Proponents say it could also be offered to countries like North Korea and Cuba, which say they want reactors to generate electric power. But some fear they want reactors mostly to generate plutonium for weapons.
The thorium reactor, however, could also be useful for burning up surplus weapons plutonium – the US has at least 50 tons of it – without producing nearly as much new plutonium as existing reactors do.
And the plutonium it does produce would be a mix of types that makes the weapon prone to “fizzle,” or sustain a chain reaction for only a brief period, cutting its explosive yield by 95% to 97%.
“It’s a lot better than what we’ve got,” said Robert H Williams, a physicist at the Princeton University Centre for Energy and Environmental Studies.
He pointed out, though, that even if production is cut by 80%, a large nuclear reactor would still produce enough plutonium each year for several bombs.
The US Energy Department has contributed R5,5-million to help with development.
Radkowsky designed the fuel, but some people question whether it can compete with existing ones, because the operating characteristics of the existing fuels are so well known.
Developers refer to Radkowsky’s system as a reactor, but it is essentially a new core, replacing the fuel in an existing reactor. Its benefit is to change a characteristic of nuclear reactors that was long considered a virtue but is now a problem: that as they consume the kind of uranium that can be readily split, they make a new kind of atom that can also be split easily – plutonium.
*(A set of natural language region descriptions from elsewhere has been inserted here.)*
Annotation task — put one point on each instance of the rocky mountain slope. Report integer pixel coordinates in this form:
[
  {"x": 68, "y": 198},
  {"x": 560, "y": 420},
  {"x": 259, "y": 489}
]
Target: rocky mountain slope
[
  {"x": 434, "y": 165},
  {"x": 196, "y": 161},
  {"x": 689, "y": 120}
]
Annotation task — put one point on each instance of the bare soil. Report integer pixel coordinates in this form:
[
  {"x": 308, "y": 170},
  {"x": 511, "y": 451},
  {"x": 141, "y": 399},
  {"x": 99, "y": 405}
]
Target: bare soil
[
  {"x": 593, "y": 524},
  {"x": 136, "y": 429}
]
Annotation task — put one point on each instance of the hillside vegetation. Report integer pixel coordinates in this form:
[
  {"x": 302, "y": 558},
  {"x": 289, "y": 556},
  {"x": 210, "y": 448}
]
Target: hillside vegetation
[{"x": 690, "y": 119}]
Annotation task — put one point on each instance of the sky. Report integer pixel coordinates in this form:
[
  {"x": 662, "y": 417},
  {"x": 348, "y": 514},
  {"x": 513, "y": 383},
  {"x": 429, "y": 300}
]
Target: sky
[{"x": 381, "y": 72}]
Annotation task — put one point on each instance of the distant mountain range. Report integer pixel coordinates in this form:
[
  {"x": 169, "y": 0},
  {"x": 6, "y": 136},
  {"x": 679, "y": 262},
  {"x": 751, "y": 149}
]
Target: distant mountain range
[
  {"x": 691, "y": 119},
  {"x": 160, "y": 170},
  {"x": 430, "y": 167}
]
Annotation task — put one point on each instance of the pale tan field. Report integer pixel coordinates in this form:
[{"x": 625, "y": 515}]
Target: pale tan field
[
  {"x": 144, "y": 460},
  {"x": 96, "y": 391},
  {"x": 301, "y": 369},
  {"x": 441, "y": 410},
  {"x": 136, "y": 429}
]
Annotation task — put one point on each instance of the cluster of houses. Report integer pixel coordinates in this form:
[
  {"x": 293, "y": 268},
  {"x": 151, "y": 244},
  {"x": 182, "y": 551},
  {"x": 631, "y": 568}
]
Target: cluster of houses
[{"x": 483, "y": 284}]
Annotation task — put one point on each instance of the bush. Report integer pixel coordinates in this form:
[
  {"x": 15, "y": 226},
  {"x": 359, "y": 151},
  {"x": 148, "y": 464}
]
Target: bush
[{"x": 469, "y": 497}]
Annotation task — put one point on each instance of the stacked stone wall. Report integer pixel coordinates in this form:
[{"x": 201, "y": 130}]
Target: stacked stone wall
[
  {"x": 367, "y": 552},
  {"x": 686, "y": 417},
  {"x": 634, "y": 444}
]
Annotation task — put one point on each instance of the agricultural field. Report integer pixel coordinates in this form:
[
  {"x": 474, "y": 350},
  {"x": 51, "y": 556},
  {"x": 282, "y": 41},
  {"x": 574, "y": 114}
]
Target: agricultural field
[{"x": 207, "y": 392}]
The fuel for nearly all reactors today is uranium-235, which is called “fissile,” because it can be fissioned, or split. It is mixed with uranium-238, which is very hard to split. When the uranium-235 is split, it gives off neutrons that go on to fission other atoms, sustaining a chain reaction.
But often a neutron hits an atom of uranium-238, a material that is called “fertile,” because instead of being split by the neutron, it absorbs the neutron and changes into a new material, in this case, plutonium-239.
Plutonium is a different element, and thus is fairly easy to chemically separate from the rest of the fuel when the fuel bundle is removed from the reactor.
The Radkowsky fuel avoids plutonium production by minimising the use of fertile uranium. Instead it uses thorium, a material that was tried with uranium in the first civilian reactors in the 1950s and 1960s but later dropped in favour of straight uranium fuel. Thorium, cheap and plentiful, cannot be fissioned to produce energy, but it is also fertile, and as it absorbs stray neutrons it is converted to something fissile, in this case, uranium-233. But uranium-233 is hard to separate from other uranium in the core, and thus is hard to purify for bombs.